"Arrêtons de subir les ruptures technologiques, anticipons-les ! "
Propos recueillis par Delphine Cuny
Pour
Bruno Lasserre, président de l'Autorité de la concurrence, l'État doit
devenir le garant des libertés économiques et lever les verrous qui
freinent la croissance de certains secteurs clés, comme les transports,
bouleversés par les révolutions technologiques.
LA
TRIBUNE - Vous avez présenté en juillet une série de propositions pour
« libérer l'économie ». Pensez-vous que notre pays soit bloqué ?
BRUNO LASSERE - Non, la France n'est pas bloquée, mais il y a des
verrous qu'il faut faire sauter. La France est un vieux pays, dont nous
avons toutes les raisons d'être fiers, mais les ruptures technologiques
sont là et s'accélèrent : regardez l'irruption des smartphones dans
l'univers des taxis et VTC, l'explosion des sites de covoiturage,
l'économie numérique. Ces ruptures technologiques, sur lesquelles nous
n'avons pas de prise, mettront à bas les vieux équilibres sans que les
acteurs y soient préparés. Anticipons et organisons ces ruptures, ces
passages de relais, plutôt que de les subir.

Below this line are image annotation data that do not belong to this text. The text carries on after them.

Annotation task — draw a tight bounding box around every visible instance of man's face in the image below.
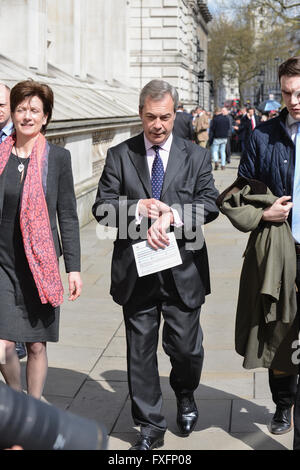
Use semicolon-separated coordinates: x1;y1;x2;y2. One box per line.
280;75;300;120
0;86;10;129
140;93;176;145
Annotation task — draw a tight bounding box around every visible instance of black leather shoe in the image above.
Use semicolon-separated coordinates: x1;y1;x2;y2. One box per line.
129;434;164;450
16;343;27;359
269;406;293;434
177;395;198;436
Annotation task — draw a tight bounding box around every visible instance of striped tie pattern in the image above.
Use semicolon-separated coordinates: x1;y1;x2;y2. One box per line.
151;145;165;199
292;122;300;243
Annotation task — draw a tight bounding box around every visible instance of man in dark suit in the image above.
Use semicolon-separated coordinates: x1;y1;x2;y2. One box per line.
173;104;195;140
93;80;218;450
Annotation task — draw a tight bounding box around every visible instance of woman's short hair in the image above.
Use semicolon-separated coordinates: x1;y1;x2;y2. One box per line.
139;80;179;111
278;56;300;81
10;80;54;132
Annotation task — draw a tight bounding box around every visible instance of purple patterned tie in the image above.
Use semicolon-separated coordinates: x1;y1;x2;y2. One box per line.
151;145;165;199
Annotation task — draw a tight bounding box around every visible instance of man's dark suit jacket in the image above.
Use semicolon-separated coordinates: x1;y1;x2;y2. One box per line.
93;134;218;309
0;144;80;272
173;111;195;140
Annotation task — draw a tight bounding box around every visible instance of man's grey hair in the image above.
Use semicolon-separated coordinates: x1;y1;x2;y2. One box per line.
139;80;179;111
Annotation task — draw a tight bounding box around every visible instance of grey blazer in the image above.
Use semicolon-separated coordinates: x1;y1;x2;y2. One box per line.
0;144;80;272
93;134;219;309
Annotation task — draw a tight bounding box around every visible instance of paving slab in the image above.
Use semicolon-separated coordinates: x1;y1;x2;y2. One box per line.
0;156;293;451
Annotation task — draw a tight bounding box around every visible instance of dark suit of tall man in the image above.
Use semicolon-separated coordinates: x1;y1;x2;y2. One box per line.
93;130;218;431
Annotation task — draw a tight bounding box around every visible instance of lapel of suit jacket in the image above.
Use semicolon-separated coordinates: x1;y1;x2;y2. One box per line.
128;133;152;198
161;134;187;198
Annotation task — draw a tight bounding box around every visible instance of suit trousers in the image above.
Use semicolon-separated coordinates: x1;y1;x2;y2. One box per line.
123;270;204;435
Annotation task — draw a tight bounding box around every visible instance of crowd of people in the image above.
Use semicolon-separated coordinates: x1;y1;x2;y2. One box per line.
174;103;279;170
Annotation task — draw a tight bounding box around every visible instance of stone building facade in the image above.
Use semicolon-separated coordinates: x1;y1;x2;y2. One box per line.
0;0;211;225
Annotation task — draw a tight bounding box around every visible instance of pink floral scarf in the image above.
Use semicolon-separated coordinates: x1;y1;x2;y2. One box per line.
0;134;63;307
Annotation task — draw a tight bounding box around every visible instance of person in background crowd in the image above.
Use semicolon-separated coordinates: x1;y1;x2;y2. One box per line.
238;56;300;450
238;106;260;152
222;106;234;163
173;103;195;141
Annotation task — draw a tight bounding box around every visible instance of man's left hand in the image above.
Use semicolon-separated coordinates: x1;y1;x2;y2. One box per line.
68;271;82;301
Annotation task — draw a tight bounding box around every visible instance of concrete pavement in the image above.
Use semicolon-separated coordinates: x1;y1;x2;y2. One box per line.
5;153;293;450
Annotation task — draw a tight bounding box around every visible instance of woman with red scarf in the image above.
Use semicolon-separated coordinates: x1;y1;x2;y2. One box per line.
0;80;82;399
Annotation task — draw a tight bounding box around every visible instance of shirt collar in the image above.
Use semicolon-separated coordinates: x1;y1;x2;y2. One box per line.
144;132;173;152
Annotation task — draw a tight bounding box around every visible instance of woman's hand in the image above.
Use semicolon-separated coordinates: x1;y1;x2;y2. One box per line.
68;271;82;301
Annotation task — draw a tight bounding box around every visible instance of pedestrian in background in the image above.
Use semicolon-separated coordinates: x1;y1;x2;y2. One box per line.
0;83;26;359
209;108;230;170
0;80;81;399
174;103;195;141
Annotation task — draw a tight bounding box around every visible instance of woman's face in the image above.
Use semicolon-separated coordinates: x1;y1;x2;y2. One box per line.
12;96;47;138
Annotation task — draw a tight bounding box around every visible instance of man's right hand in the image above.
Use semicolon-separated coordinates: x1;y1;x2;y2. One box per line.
262;196;293;222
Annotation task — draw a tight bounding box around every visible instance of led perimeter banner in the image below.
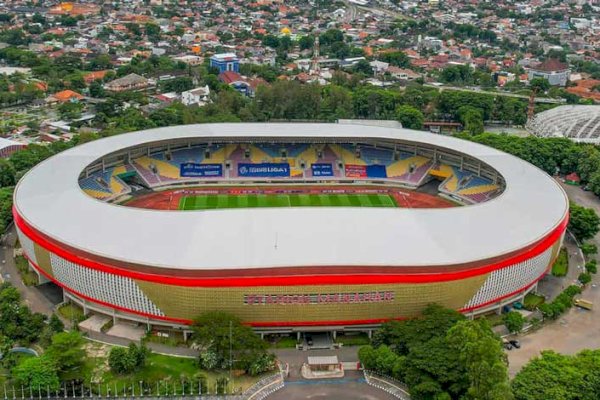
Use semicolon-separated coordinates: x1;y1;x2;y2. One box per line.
238;163;290;177
179;163;223;177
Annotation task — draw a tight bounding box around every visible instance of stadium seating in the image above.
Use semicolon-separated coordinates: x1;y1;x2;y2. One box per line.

Soyons les acteurs de ces révolutions plutôt que les sujets. Or, un
certain nombre de règles, anciennes, pénalisent le développement de
certains secteurs de l'économie. En levant ces restrictions, nous
pourrions libérer les énergies et inviter ceux qui veulent prendre des
risques à innover. L'Autorité de la concurrence a mis de nombreux
sujets sur la table depuis cinq ans, en menant des enquêtes
sectorielles sur la publicité en ligne, les gares et le transport
intermodal, le transport par autocar, la réparation automobile, les
jeux en ligne, la santé et les médicaments. Grâce à ce pouvoir
important acquis en 2009, nous pouvons prendre la parole et faire
bouger les lignes en choisissant chaque année des secteurs dans
lesquels nous pensons qu'il est possible de lever les obstacles à la
croissance et à l'innovation.
C'est un enjeu de compétitivité qui se traduit aussi par des gains en
matière d'emploi et de pouvoir d'achat des ménages. Je me réjouis donc
que le gouvernement ait annoncé l'adoption prochaine d'un projet de loi
sur la croissance qui va reprendre certaines de nos propositions.
LT - Quels sont ces « points de blocage » ?
BL - Ils sont très variables d'un secteur à l'autre. Prenons par
exemple les transports - troisième poste de dépenses des ménages et qui
relève de dépenses contraintes : nous avons identifié plusieurs axes de
déverrouillage. La France est l'un des rares pays européens où l'offre
de transport par autocar entre grandes villes est bridée par une
réglementation malthusienne, du fait d'une transposition a minima d'un
règlement européen, alors que ce secteur est en plein développement au
Royaume-Uni et en Allemagne.
Seul le cabotage sur une ligne internationale est autorisé et il est
soumis à de multiples contraintes : le chiffre d'affaires généré ne
doit pas dépasser 50 % du chiffre d'affaires du transporteur, les
passagers nationaux ne doivent pas représenter plus de la moitié des
voyageurs et les dessertes de villes sont interdites au sein d'une même
région ! Nous proposons un système d'autorisation de plein droit sur
les lignes de plus de 200 km, et un système transparent et plus
rigoureux (mise en oeuvre d'un test économique) en deçà Cette
libéralisation pourrait avoir un impact quant aux emplois et créer un
effet « d'induction », l'augmentation de l'offre et la baisse des prix
créant la demande. On l'a vu dans l'aérien, les compagnies low cost ont
permis à des Français qui ne prenaient pas l'avion de voyager.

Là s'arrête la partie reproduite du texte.